Ancora non erano usciti dall’ospedale i feriti dell’attacco terroristico al concerto di Ariana Grande a Manchester qualche settimana fa, e il Regno Unito deve fare i conti con l’orrore di un altro attentato. Sette persone sono morte ieri in pieno centro di Londra durante un doppio attacco commando. La dinamica è molto simile a quella compiuta dagli estremisti dello Stato Islamico. Il saldo dei morti purtroppo potrebbe aumentare nelle prossime ore: altre 48 persone sono rimaste ferite e molte di loro sono in stato critico di salute. Tuttavia, l’opinione pubblica sembrerebbe più commossa per l’attacco di Londra che di quello di un giorno fa a Kabul, dove 20 persone sono morte mentre erano ad un funerale.

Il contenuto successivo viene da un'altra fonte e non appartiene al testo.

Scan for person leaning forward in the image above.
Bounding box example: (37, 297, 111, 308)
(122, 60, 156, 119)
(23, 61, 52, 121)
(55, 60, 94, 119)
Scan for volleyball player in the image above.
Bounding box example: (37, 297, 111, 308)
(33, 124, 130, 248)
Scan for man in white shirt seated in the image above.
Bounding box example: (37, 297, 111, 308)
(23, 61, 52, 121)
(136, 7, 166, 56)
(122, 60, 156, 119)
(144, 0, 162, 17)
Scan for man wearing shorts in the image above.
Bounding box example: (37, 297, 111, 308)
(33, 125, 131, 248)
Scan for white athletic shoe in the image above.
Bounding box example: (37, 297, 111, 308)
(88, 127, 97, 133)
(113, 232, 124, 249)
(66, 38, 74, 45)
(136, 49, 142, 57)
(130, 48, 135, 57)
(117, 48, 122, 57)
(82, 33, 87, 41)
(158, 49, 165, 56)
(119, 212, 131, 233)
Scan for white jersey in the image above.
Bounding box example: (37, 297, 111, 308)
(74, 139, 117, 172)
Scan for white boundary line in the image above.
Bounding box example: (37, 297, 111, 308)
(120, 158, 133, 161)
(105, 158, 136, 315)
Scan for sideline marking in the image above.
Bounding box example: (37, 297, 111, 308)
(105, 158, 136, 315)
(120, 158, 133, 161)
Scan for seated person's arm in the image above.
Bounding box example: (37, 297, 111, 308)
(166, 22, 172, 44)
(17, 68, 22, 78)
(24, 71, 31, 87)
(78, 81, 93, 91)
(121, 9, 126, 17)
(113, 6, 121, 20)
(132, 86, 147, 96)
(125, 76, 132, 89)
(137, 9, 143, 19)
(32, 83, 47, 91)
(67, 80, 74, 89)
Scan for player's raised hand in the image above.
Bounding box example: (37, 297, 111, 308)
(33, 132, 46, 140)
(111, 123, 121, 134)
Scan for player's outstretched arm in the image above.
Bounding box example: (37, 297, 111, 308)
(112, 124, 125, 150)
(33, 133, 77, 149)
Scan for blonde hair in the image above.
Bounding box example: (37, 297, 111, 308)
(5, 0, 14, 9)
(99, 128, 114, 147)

“I morti valgono lo stesso”
Secondo Marta Serafini, giornalista del Corriere della sera ed esperta di terrorismo, i morti degli attacchi terroristici a Londra Kabul o Bagdad hanno lo stesso valore e significato. “Credo che quando facciamo il nostro lavoro – spiega la giornalista – dobbiamo fare uno sforzo enorme per andare oltre l’emotività e cercare di capire come un attentato in Medio Oriente o in Europa sia la stessa identica cosa e come sono collegati più di quanto pensiamo. Non è moralismo. È buon senso, perché abbiamo tutti una parte di responsabilità”. Serafini pensa che “la soluzione di censurare internet – come da tempo propone lo stesso governo britannico o come pensano molti colleghi giornalisti che pensano così di salvarsi la poltrona – mi fa cadere le braccia”.

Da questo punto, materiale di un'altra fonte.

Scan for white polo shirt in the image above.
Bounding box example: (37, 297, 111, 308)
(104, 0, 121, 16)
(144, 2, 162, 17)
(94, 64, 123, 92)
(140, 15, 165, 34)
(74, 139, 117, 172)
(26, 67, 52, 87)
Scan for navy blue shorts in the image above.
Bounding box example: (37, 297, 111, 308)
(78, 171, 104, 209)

I terroristi più pericolosi sono in Europa?
L’impatto dell’attacco a Londra, in confronto a quello a Kabul, è minore in termini quantitativi. Ma è Londra una città “migliore” di Kabul? Il relativismo della tragedia forse ha a che vedere con la caduta di un mito: che la guerra dellp jihadismo si combatte in territori lontani, che non appartengono all’Occidente.
Nel libro Isis in guerra, l’esperto di terrorismo Mariano Beldyk spiega perché i terroristi più pericolosi sono quelli rimasti in Europa, che non sono potuti andare al Califfato.

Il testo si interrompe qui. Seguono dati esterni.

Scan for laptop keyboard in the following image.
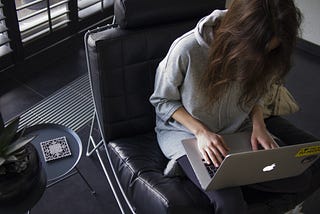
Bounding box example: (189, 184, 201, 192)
(204, 162, 219, 178)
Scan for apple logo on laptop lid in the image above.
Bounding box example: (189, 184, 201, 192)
(263, 163, 276, 172)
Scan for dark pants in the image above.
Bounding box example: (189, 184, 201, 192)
(177, 116, 320, 214)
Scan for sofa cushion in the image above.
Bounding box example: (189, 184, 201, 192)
(108, 133, 213, 214)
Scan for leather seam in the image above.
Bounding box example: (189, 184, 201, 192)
(108, 143, 170, 207)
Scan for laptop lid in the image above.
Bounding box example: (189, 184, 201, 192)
(182, 132, 320, 191)
(182, 132, 253, 189)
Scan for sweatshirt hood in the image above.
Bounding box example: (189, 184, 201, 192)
(195, 9, 227, 48)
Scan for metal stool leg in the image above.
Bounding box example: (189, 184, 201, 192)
(76, 167, 96, 195)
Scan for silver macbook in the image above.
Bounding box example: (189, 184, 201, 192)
(181, 132, 320, 191)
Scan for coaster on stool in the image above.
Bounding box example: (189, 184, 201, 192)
(40, 136, 72, 162)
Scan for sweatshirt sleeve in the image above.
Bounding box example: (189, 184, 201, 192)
(149, 42, 188, 123)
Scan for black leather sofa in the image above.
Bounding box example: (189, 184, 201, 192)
(85, 0, 318, 213)
(0, 112, 3, 129)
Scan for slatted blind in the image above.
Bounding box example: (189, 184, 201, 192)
(15, 0, 70, 43)
(78, 0, 113, 20)
(0, 1, 12, 57)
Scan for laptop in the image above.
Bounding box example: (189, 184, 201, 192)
(181, 132, 320, 191)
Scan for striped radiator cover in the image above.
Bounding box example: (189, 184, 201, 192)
(18, 74, 94, 131)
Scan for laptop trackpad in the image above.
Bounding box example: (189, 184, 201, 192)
(223, 132, 252, 153)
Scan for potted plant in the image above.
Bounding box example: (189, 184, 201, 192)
(0, 116, 41, 203)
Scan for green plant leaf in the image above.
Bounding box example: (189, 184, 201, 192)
(13, 126, 26, 142)
(0, 157, 5, 166)
(0, 117, 20, 151)
(12, 149, 26, 156)
(6, 155, 18, 162)
(5, 135, 36, 156)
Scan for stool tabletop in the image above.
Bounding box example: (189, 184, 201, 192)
(25, 123, 82, 181)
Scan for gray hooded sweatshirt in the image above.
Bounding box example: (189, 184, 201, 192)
(150, 10, 256, 160)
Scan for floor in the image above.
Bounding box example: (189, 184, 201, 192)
(0, 39, 320, 213)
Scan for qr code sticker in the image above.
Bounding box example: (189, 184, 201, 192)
(40, 136, 72, 162)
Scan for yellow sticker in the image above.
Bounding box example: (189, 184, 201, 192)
(296, 146, 320, 157)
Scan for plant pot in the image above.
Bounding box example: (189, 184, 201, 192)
(0, 144, 42, 204)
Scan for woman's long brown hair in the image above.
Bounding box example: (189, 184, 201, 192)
(200, 0, 302, 107)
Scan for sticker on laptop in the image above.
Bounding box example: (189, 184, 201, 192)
(295, 146, 320, 157)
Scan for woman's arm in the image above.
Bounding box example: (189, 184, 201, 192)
(172, 107, 229, 167)
(250, 104, 278, 150)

Le due strategie dello Stato Islamico
Secondo Beldyk, gli esperti dell’Institute for the Study of War a Washington, Jessica Lewis McFate e Harleen Gambhir, hanno spiegato che l’Isis non è più un problema regionale.
In un articolo pubblicato sul Wall Street Journal, gli analisti di strategia di contro-terrorismo sostengono che nelle zone vicine alla Siria e l’Irak, dove c’è effettivamente il Califfato, l’organizzazione terroristica si occupò in maniera diretta di finanziare e allenare i combattenti. Invece nel resto del mondo cercò un piano di offensiva a distanza, che è risultato molto efficace e a basso costo. L’obiettivo non era quello di conquistare altri territori in un breve periodo, ma coltivare il sentimento di odio per farlo agire contro le società occidentali. Come sta già accadendo.
La truppa misteriosa dell’estremismo islamico
“Cosa c’è di reale nelle informazioni di fonti anonime e quanto è soltanto un tentativo di mantenere lo stato di terrore in cui i terroristi sembrano muoversi a proprio agio, è difficile saperlo – scrive Beldyk -.
Non ci sono mai state informazioni complete sulle posizioni dell'Isis perché non si sono mai identificati completamente i mille combattenti che si sono arruolati, molti di loro stranieri”. Per l’esperto, un’importante percentuale degli attacchi sono attribuiti ai “lupi solitari”, uomini e donne che non agiscono in maniera diretta sotto gli ordini del Califfato – o altre organizzazioni -, ma si organizzano da soli, ispirate però all’estremismo islamico e con risultati molte volte più letali dai comandi preparati. Questo però non identifica questi soldati dell’Islam come membri dello Stato Islamico.